アパレルチェーンに見る労働生産性の効率指標
企業の収益力を評価するには「資本」の生産性を指標とするのが一般的で、総資本に対する収益性を問うROA(Return On Asset、総資産利益率)、あるいは自己資本に対する収益性を問うROE(Return On Equity、自己資本利益率)が使われる。わが国では安全性を重視して自己資本比率を高める(配当性向を抑制して内部留保する)ROA経営が志向されるが、米国では配当性向を高め自社株を買い入れて自己資本を抑制し借入金でレバレッジを掛けるROE経営が志向される。米国の上場アパレルでは結構、高収益なのに自己資本を抑制して借入金に依存するケースが多く、自己資本比率や純資産対運転資金比率を見ると危なっかしいほどタイトな運用に驚かされる。
投資家やアナリストの間で大っぴらに議論される資本の生産性に比べれば労働の生産性は現場段階の運用指標やPL(損益計算書)段階の効率指標にとどまることが多く、政策的にレバレッジを掛けるケースは少ないが、人的コスト(人件費と外注費)は設備コスト(賃料と減価償却、金利負担)と並ぶ販管費の中核であり、収益性に直結する。人件費は物流費や運営委託費など外注費に隠れることも多く、実態で捉える必要がある。その上で「売上対人件費率」や「粗利益対人件費率」、パートタイム雇用者もフルタイム換算して「1人当たり売り上げ」や「1人当たり粗利益」、より正確には「人時売り上げ」(1人1時間当たり売り上げ)や「人時生産性」(1人1時間当たり粗利益)を算出して管理指標とするべきだ。

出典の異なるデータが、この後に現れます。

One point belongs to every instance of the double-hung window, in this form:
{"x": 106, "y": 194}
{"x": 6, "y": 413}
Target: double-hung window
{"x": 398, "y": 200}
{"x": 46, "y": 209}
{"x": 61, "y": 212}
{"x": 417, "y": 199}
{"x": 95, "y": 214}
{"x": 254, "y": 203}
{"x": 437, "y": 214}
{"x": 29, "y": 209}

上場企業の開示資料から「人時生産性」まで算出して比較するのは難しいが、「1人当たり売り上げ」や「1人当たり粗利益」は容易につかめる。東証上場の主要アパレルチェーンを比較すると、「1人当たり売り上げ」が最も高いのはしまむらの3867.3万円で、国内ユニクロ事業の2961.5万円が続くが、「1人当たり粗利益」は垂直統合型と仕入れ型の粗利益率の格差で国内ユニクロ事業の1569.6万円がしまむらの1318.7万円を逆転する。
この両者が低単価商品(しまむらは887円、ユニクロはその3倍程度と推察)を扱うのに対し、ユナイテッドアローズや青山商事ビジネスウエア事業(スーツだけ取れば平均2万6767円)は商品単価が万を超え、「1人当たり売り上げ」も高くなる。
ユナイテッドアローズの「1人当たり売り上げ」は最盛期の14年3月期には3814.7万円(「1人当たり粗利益」は2033.2万円)にも達していたが、直近22年3月期は2474.9万円(「1人当たり粗利益」は1235.0万円)と65掛け(「1人当たり粗利益」は61掛け)まで落ち込んでおり、給与水準を維持できなくなっている。青山商事ビジネスウエア事業の「1人当たり売り上げ」も19年3月期の2722.3万円(「1人当たり粗利益」は1595.3万円)から22年3月期は2205.0万円(「1人当たり粗利益」は1221.6万円)と落ち込んでおり、収益はもちろん給与水準の維持も難しくなっている。